We could improve the model via hyperparameter tuning or by creating ensemble models. We can test the correlation between models, so if correlation is not high we could improve model performance by making ensembles of the model.

Modelcorr <- modelCor(results)
ggcorrplot(Modelcorr, lab = TRUE,title = "Correlation between model results")

Great! Models correlation is not very high suggesting that each one may capture a different aspect of the data, and different models may perform best on different subsets of the data so one model may predict correctly cases where the other model predicts incorrectly. Therefore we could try to improve the overall performance combining the predictions of a number of models and making “meta-models” to ensemble collections of predictive models.

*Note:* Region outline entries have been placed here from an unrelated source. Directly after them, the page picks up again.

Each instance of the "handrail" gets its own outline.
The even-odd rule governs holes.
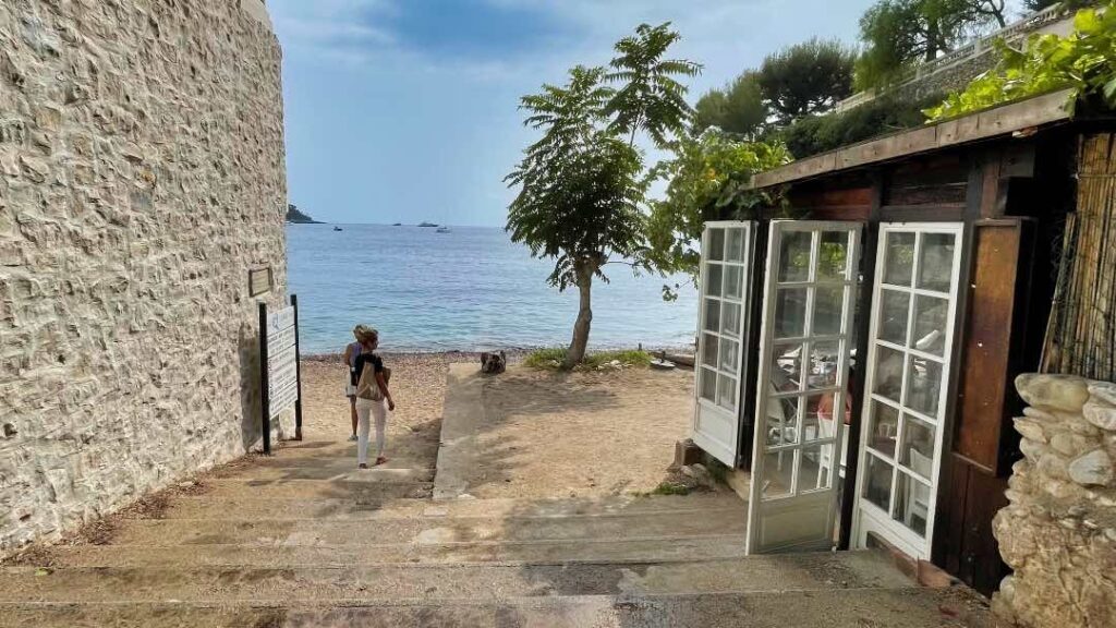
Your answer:
[[[984,55],[993,47],[993,44],[998,39],[1003,39],[1004,41],[1016,41],[1042,27],[1065,19],[1071,19],[1070,11],[1065,9],[1061,3],[1052,4],[1041,11],[1030,13],[994,32],[990,32],[983,37],[969,41],[963,46],[954,48],[935,59],[918,64],[913,68],[904,70],[896,77],[894,84],[888,89],[905,87],[912,83],[933,76],[939,72],[954,67],[962,61]],[[869,103],[877,96],[878,92],[875,89],[858,92],[837,103],[835,111],[848,111],[853,107]]]

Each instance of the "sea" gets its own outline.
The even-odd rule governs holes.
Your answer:
[[[379,331],[382,351],[535,349],[568,344],[577,288],[559,293],[554,261],[532,258],[503,229],[382,225],[288,225],[287,279],[298,295],[304,355],[336,353],[357,323]],[[664,284],[609,265],[595,282],[589,349],[692,346],[698,295],[685,285],[665,302]]]

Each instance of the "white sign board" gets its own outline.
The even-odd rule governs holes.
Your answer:
[[[268,416],[275,418],[298,400],[295,308],[268,315]]]

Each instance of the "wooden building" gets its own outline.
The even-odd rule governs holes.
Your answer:
[[[1011,382],[1080,370],[1067,293],[1116,264],[1097,226],[1116,223],[1081,221],[1113,208],[1116,123],[1074,108],[1055,93],[800,160],[752,183],[783,202],[708,223],[693,437],[750,473],[750,551],[883,543],[998,587]],[[1090,168],[1108,182],[1079,192]],[[1075,266],[1088,234],[1101,258]]]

Adjust model by making ensembles of caret models

Similarly to before, we start specifying a new trainControl object and then we can use the caretStack function to create ensemble models from the list of caret models.

stackControl <- trainControl(method="repeatedcv", 
                             number=10, repeats=5, 
                             allowParallel = TRUE
stack.xgbTree <- caretStack(models, method="xgbTree", 

Test Ensemble model with test dataset

stack_predicted_xgbTree<- predict(stack.xgbTree, newdata = bcancerTest)
head(stack_predicted_xgbTree, n = 10)
##  [1] M M M M B M M M M M
## Levels: B M

Evaluating the model

We can evaluate the model drawing a confusion matrix to analyzing the different types of errors of each ML model.

xgbTree.cmx <- caret::confusionMatrix(stack_predicted_xgbTree, 
                                  bcancerTest$diagnosis, positive = "B")

This confusion matrix shows the performance on prediction of the stack ensemble classification model when new/production data is passed through the model. The accuracy and Kappa show that this model is doing a pretty good job! Kappa for ensemble model is lower than that one for the base xgbTree, but bear in mind that the ensemble model had never seen the new testing data before!


We built stacked ensemble model gathered of individual based learners that has a pretty good probability of success when predicting breast cancer diagnosis.